How do we know that our practice is going well? Our actions vividly show the fact. When Robert Aitken was asked about why so-called senior students were still mean and competitive he replied “Oh, they mustn’t be doing zazen properly”. Our dharma ancestor Yamada Roshi said “the purpose of zen is the perfection of character”. I take that as an injunction for living the practice: don’t leave your zen behind on the cushion!
Shakyamuni Buddha realised that we have no essential substance, we live only briefly, and we are reliant on one another. This realisation inspired compassion in the Buddha, so he left his seat under the Bodhi tree and shared his realisation with others. His conduct during his life is an example of his realisation, and started a journey of compassion that continues into our own lives. How can we ever repay the kindness of our ancestors, near and far?

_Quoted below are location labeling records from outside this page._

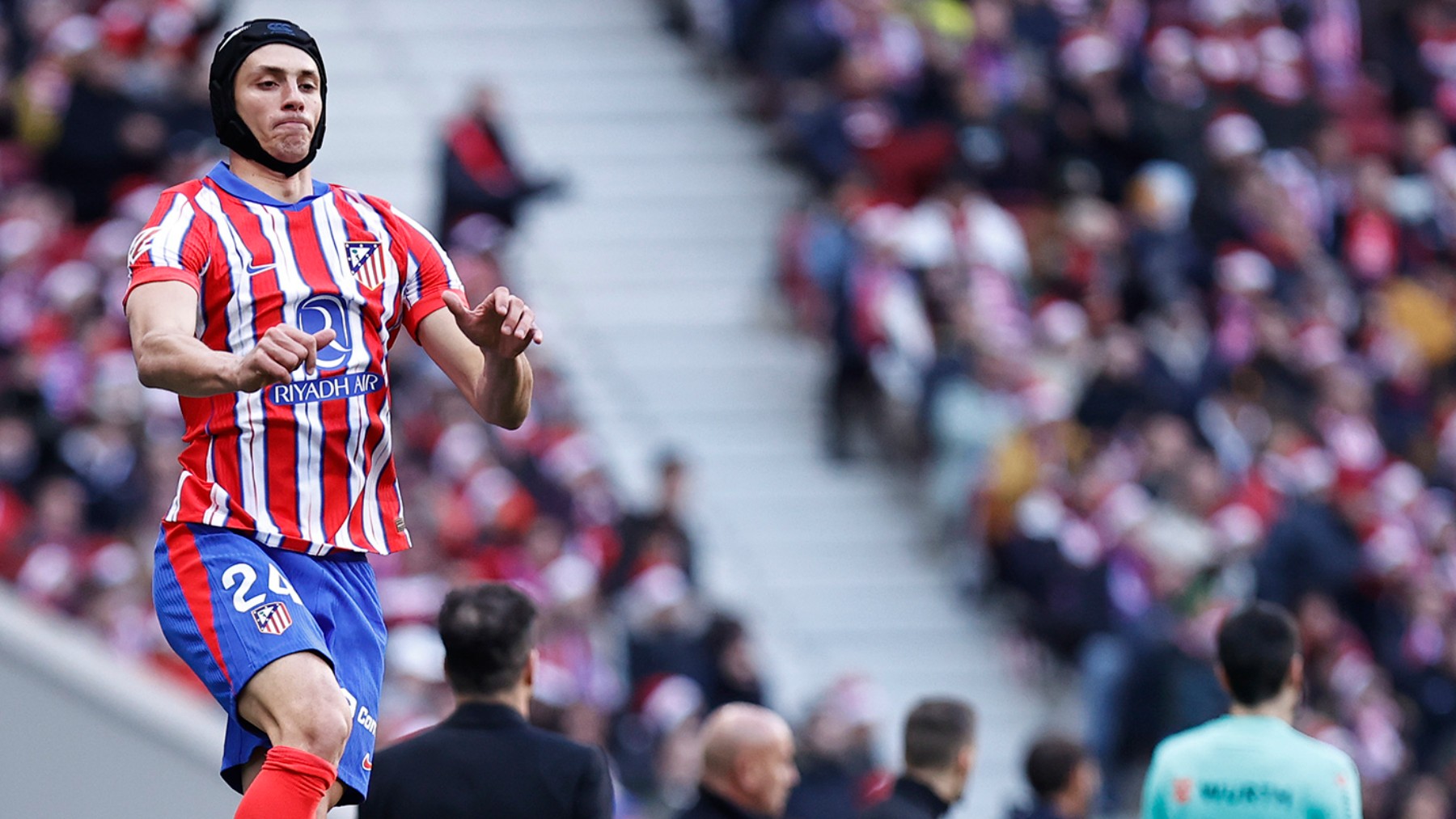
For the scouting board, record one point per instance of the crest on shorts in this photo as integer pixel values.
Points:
(367, 262)
(273, 617)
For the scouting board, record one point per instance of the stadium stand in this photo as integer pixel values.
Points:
(102, 111)
(1166, 291)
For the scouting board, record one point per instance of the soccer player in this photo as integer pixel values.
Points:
(1252, 762)
(269, 302)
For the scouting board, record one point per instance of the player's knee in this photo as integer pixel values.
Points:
(320, 724)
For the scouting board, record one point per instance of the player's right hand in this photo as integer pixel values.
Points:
(277, 355)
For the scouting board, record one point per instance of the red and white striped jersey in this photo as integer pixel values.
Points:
(306, 464)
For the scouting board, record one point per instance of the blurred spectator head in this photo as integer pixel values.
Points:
(749, 758)
(1062, 773)
(1259, 655)
(488, 631)
(939, 745)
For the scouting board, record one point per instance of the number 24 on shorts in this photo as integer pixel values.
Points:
(243, 576)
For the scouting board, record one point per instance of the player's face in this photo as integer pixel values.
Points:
(278, 98)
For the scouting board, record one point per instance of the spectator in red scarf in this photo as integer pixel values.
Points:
(482, 175)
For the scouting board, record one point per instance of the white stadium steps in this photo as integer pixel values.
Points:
(653, 284)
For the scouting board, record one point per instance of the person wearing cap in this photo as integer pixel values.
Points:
(485, 760)
(269, 302)
(1252, 761)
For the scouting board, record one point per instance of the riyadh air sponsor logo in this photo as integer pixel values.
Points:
(273, 617)
(327, 311)
(367, 262)
(345, 386)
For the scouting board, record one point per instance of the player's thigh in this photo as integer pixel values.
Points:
(298, 702)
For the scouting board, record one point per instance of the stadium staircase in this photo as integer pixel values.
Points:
(651, 281)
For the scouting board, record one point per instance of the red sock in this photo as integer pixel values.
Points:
(290, 786)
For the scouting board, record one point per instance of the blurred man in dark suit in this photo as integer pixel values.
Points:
(747, 764)
(1064, 779)
(485, 760)
(939, 757)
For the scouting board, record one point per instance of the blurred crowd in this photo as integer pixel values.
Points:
(1164, 294)
(102, 107)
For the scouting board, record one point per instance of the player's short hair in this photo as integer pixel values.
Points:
(488, 631)
(937, 731)
(1052, 762)
(1255, 648)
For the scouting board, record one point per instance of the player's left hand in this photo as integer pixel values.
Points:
(502, 325)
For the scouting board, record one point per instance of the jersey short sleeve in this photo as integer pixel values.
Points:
(174, 245)
(1155, 789)
(1341, 793)
(429, 275)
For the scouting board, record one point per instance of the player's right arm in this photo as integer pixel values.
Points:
(162, 316)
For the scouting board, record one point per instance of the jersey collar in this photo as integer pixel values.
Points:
(225, 178)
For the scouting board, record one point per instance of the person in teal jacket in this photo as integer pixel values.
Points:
(1251, 762)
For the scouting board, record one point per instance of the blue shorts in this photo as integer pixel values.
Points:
(231, 606)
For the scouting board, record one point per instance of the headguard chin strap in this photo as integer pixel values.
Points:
(231, 54)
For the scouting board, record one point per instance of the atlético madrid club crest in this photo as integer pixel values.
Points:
(367, 262)
(273, 617)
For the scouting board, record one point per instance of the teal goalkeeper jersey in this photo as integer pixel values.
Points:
(1241, 767)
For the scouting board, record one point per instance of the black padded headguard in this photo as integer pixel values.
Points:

I’ve heard it said that ethics are downplayed in zen. I hope this is not the case. Zen practice should be ethical to the bones. True practice is to practice the precepts: renounce all evil, practice all good, save the many beings. These precepts are inspired by the realisation of our ancestors. As our own true nature unfolds, the precepts must also be inspired by our own realisation, to be made intimate.
That doesn’t mean we become saints upon hearing the sound of raindrops for the first time. Upon uniting with those raindrops we start to become truly honest. We start to take responsibility for our lives, and in doing so the lives of others. Just as we return to the breath in zazen, we vow to continue to practice, and we continue to practice.
So, after all of this suffering though pain in my knees and back have I become a better person? I really hope so, but I do find that the more I practice, the more I realise how much improvement is necessary. Sometimes my actions are OK, sometimes they are not. If I’m honest, I find I am guided by what feels right, and what feels bad. Both need to be felt in the guts.
With this attitude, I find I can take Wu-men’s words as my own: “a thousand mistakes, ten thousand mistakes”. An honest practice will vividly reveal all our errors, and they can be allowed into the ground of being together with the flowing stream, the sound of the crickets, fingers and toes. Acknowledging our mistakes also help us to see more clearly, as we allow a little more of our conceptual selves to be let go. Mistakes help our practice by bringing the precepts, and us, alive.